I'd appreciate any advice - will be really gutted if it's another year of being close but not quite there 

Thanks, 

Em


----------



## **louise**

What temps are you incubating at and are you measuring the temp inside the actual egg tub? I have one of those incubators and the temp displayed is usually quite a few degrees off the actual temp inside.

Are you putting a lid on the box or are they left open like that?

Incorrect temps and humidity can have an effect on the eggs.


----------



## EmilyPage

Hey,

I have the incubator at 27°C, but I'm not measuring any more than that - I didn't realise they were so inaccurate, so I didn't even think to double check that. I'll grab some sort of thermometer over the weekend. 

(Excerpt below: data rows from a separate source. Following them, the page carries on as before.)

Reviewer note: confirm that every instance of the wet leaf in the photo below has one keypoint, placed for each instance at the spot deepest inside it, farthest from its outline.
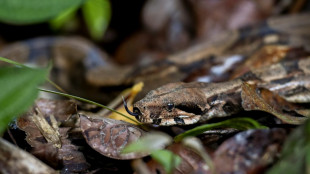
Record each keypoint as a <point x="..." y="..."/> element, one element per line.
<point x="109" y="137"/>
<point x="130" y="95"/>
<point x="191" y="162"/>
<point x="167" y="159"/>
<point x="54" y="115"/>
<point x="268" y="102"/>
<point x="33" y="11"/>
<point x="237" y="123"/>
<point x="97" y="14"/>
<point x="250" y="151"/>
<point x="195" y="144"/>
<point x="16" y="160"/>
<point x="295" y="154"/>
<point x="18" y="91"/>
<point x="149" y="143"/>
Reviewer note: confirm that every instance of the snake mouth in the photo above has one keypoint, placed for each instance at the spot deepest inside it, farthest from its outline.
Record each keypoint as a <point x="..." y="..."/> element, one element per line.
<point x="171" y="121"/>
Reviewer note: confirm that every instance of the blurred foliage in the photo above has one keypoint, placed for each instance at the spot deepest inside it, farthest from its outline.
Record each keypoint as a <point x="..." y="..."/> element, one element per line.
<point x="237" y="123"/>
<point x="33" y="11"/>
<point x="167" y="159"/>
<point x="295" y="156"/>
<point x="96" y="13"/>
<point x="18" y="90"/>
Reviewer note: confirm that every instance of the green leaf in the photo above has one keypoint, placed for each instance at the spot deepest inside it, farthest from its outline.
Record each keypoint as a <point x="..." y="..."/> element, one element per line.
<point x="149" y="143"/>
<point x="18" y="91"/>
<point x="97" y="14"/>
<point x="295" y="156"/>
<point x="237" y="123"/>
<point x="63" y="18"/>
<point x="195" y="144"/>
<point x="33" y="11"/>
<point x="167" y="159"/>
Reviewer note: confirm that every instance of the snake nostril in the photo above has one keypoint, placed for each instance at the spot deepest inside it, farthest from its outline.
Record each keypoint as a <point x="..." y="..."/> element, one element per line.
<point x="136" y="111"/>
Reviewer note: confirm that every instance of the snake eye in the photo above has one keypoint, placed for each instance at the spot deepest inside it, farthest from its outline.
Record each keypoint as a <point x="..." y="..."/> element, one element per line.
<point x="170" y="106"/>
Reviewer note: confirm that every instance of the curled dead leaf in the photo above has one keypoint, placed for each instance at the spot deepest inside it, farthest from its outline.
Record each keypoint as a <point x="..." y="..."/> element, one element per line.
<point x="264" y="100"/>
<point x="48" y="137"/>
<point x="249" y="151"/>
<point x="109" y="137"/>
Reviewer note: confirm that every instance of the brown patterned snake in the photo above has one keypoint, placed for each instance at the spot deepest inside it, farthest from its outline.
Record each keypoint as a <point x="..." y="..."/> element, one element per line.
<point x="189" y="103"/>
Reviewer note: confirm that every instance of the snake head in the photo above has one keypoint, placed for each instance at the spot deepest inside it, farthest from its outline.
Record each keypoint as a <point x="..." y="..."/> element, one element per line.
<point x="172" y="104"/>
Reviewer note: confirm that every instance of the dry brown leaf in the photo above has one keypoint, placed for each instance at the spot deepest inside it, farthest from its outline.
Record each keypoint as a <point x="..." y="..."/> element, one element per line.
<point x="50" y="143"/>
<point x="109" y="137"/>
<point x="249" y="152"/>
<point x="269" y="102"/>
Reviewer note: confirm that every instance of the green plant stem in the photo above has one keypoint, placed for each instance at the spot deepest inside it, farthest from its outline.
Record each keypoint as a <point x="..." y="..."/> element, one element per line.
<point x="88" y="101"/>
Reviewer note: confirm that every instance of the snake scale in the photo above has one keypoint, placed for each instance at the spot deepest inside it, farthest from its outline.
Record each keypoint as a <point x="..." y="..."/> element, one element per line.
<point x="81" y="66"/>
<point x="189" y="103"/>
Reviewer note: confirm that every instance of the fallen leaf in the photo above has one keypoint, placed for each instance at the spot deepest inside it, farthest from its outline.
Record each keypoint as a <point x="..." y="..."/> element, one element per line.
<point x="109" y="137"/>
<point x="295" y="154"/>
<point x="270" y="102"/>
<point x="250" y="151"/>
<point x="48" y="140"/>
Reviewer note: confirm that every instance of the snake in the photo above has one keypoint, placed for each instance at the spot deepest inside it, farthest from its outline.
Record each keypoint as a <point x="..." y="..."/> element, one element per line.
<point x="82" y="67"/>
<point x="188" y="103"/>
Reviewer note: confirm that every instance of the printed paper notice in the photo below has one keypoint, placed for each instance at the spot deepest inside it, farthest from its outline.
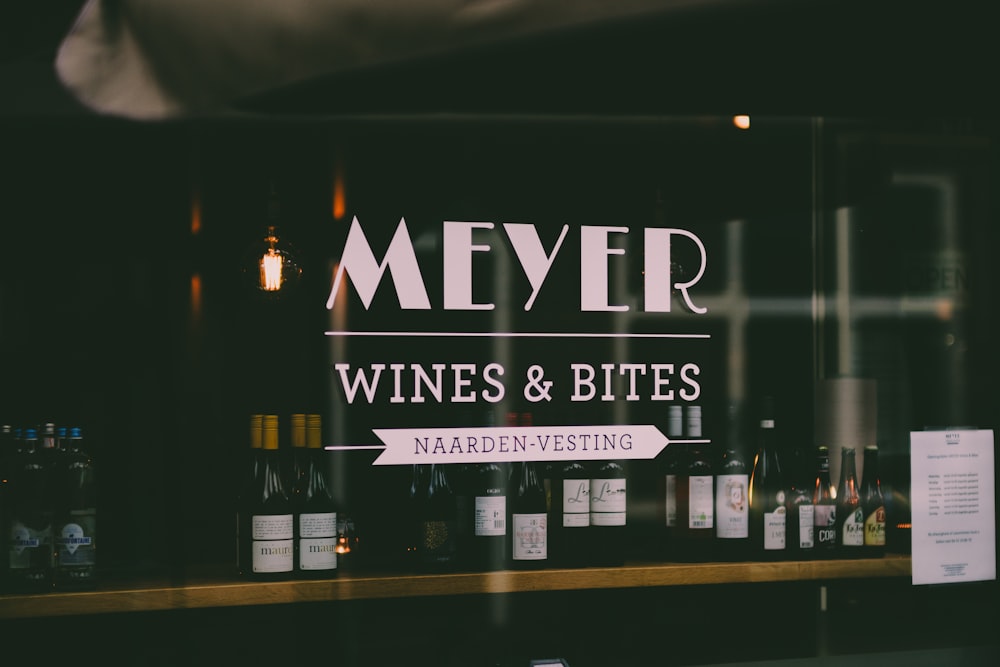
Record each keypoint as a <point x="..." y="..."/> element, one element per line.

The tub is left open, and there is a reasonable amount of humidity permanently on the glass inside the incubator, but the eggs aren't getting mouldy (other than a little bit of fluff on one of the slugs), so I think they are the right amount of warm/moist?

I open the incubator once/twice every week just to peek in and get some fresh air in there. 

Thanks so much for getting back to me, 

Em


----------



## **louise**

Definitely need to double check those temps. Mine seems to run cooler than the display suggests so I'm thinking that you could be incubating them at a much lower temp. Mine can be up to 4c lower than displayed. 

If they are cooler then they will take much longer. I've not incubated corn eggs so I'm not sure if a lower temp is dangerous or just means you will have to wait a lot longer. Usually the eggs will start to dimple and dent in when they are closer to hatching and yours are showing no signs of that. Again, I don't know if a higher temp is damaging but someone else might be able to advise. 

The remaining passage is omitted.